Il ritmo rallenta ancora con “Low” , violino e chorus dreamy: da qui in avanti si resterà sempre costantemente mid-tempo, con i brani di “Promises” caratterizzati da continui crescendo emotivi portati fino al limite di un'esplosione che mai avviene.
Una potenza che viene infatti sempre tenuta sotto controllo, preferendo puntare sull’aspetto emozionale delle liriche. Proprio i testi sono da sempre uno dei punti di forza dei Boxer Rebellion, strettamente personali e con una certa dose di drammaticità, ma allo stesso tempo universali e di facile immedesimazione. Uniti ai frequenti chorus d’impatto e al falsetto di Nicholson - uno che sa usare quest’arma con gusto e cognizione di causa - creano un certo effetto scenografico e sfarzoso, che rende piuttosto semplice capire perché siano spesso scelti come colonna sonora di film/serie tv.
Dicevamo: stilemi riconoscibili, anche se “Promises” è molto meno guitar-rock dei suoi predecessori. Non manca nemmeno la consueta ballata piano-voce (“You Belong To Me”), con synth etereo in sottofondo a riempirne i vuoti, là dove una volta si puntava, al contrario, sulla scarna essenzialità del piano o in alternativa della chitarra acustica.
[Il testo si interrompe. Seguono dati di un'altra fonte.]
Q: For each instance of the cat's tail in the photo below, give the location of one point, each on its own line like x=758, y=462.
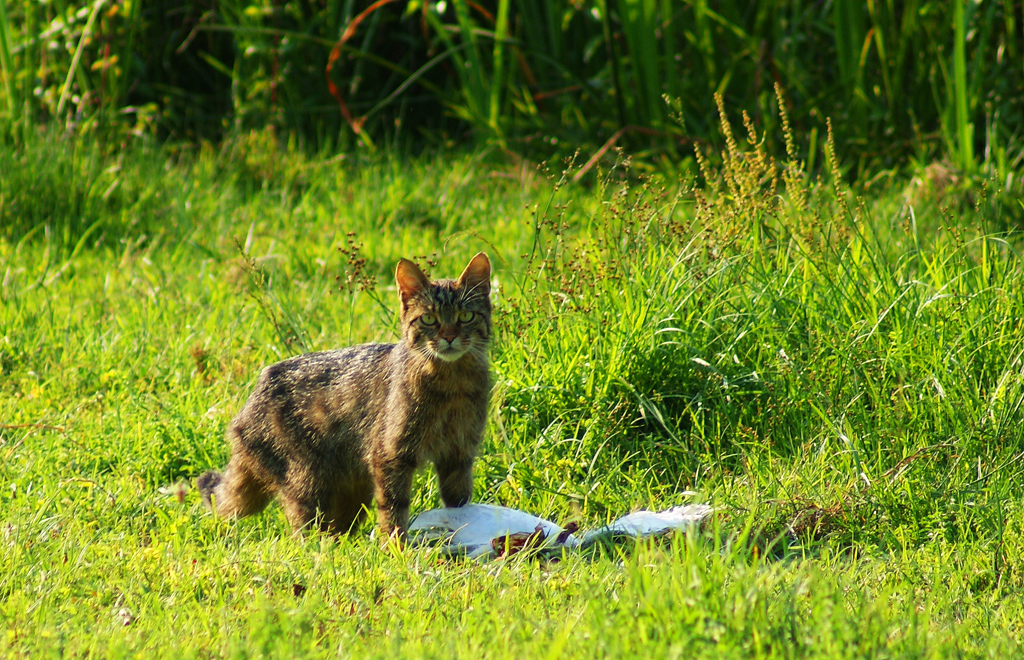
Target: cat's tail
x=206, y=483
Qualche fan di vecchia data potrebbe restare deluso, almeno ai primi ascolti, proprio per il sottoutilizzo delle chitarre e per l’assenza di riff particolarmente memorabili, ma questo è un album che ha bisogno di più ascolti per crescere e trovare la propria dimensione, segno anche di una certa maturità raggiunta dal gruppo in fase di scrittura. Manca solo un po’ di quel tiro ruvido capace di alzare il ritmo della corsa all’occorenza, un aspetto che andrà sicuramente valutato in ottica live.